Giving its nod to the substitute bill during a public hearing on Wednesday, Nov. 9 was the Committee on Agrarian Reform chaired by Ifugao lone district Rep. Solomon Chungalao.
The measure is the House of Representatives' response to President Ferdinand "Bongbong" Marcos Jr.’s call to Congress to pass a law that would free the ARBs--who are mostly farmers--from their debts.
Emancipation means to be set free.
If the measure gets enacted, the concerned ARBs would no longer have to pay P58 million worth of debt to the government.
In the same hearing, Albay 2nd district Rep. Joey Salceda promised that the Committee on Ways and Means, which he chairs, would act with dispatch on the tax provisions of the unnumbered substitute bill, which was a consolidation of House Bills (HB) Nos. 2182, 2393, 2550, 3409, 3434, 3490, 3787, 3797, 4333, 5126 and 5206.

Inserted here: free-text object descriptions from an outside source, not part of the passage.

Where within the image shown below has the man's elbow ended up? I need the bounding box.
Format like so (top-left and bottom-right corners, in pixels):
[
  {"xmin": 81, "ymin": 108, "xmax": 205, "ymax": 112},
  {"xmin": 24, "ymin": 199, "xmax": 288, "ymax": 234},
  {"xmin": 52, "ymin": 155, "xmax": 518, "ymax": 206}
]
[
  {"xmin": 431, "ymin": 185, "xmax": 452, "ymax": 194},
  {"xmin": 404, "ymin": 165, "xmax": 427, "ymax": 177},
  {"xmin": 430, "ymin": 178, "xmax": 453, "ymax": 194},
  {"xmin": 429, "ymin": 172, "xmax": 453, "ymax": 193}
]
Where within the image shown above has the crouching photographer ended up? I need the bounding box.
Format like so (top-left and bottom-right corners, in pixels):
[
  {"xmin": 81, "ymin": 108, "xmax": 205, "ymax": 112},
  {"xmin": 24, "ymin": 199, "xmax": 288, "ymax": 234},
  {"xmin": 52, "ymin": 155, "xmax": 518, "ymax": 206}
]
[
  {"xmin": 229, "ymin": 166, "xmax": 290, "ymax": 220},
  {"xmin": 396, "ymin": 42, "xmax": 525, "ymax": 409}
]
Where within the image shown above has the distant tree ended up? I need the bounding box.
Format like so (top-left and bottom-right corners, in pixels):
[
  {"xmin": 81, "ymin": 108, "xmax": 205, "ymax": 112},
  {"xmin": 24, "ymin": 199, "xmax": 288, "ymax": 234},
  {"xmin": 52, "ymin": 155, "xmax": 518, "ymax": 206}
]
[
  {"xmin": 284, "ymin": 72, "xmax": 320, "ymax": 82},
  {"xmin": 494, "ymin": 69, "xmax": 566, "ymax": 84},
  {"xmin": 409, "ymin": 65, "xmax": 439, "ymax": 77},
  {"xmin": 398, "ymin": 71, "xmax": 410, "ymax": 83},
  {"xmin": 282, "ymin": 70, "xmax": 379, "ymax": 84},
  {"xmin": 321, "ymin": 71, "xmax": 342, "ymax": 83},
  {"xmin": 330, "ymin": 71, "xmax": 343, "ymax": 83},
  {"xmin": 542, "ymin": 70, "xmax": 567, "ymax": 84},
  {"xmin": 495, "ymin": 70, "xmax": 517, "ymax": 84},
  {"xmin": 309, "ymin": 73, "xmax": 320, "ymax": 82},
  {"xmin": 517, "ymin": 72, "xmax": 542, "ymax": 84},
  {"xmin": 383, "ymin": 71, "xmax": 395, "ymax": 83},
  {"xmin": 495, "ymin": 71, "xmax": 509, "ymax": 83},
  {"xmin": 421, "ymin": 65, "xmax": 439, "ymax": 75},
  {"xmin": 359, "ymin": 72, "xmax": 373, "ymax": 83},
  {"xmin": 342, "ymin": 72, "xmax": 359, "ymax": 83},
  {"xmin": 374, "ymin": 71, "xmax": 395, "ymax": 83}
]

Salceda is the principal author and sponsor of the administration version of the bill,
“I thank Chairman Chungalao and the Committee on Agrarian Reform for its expeditious action on the measure. On my part, I commit that the House Committee on Ways and Means will hear the tax provisions, without delay.
"We will have this on third reading before the end of the month. We will comply with the President’s request that we pass this measure by the end of the year,” Salceda said.
The Bicolano described the measure as “potentially PBBM’s (Marcos) biggest policy achievement in 2022", adding that "It could change the game for our long-suffering and long-stagnating rural communities.”
Salceda, an economist, argued that the CARP needs a “major shakeup and this landmark measure might just be it".
“CARP without adequate support services and with limited capital or entrepreneurship among farmer-beneficiaries is shown to have reduced agricultural productivity in CARP lands by as much as −34.1 percent compared to baseline. This has resulted in almost P418 billion in lost productivity for all CARP lands every year (for the 10.3 million hectares of CARP land)," he said.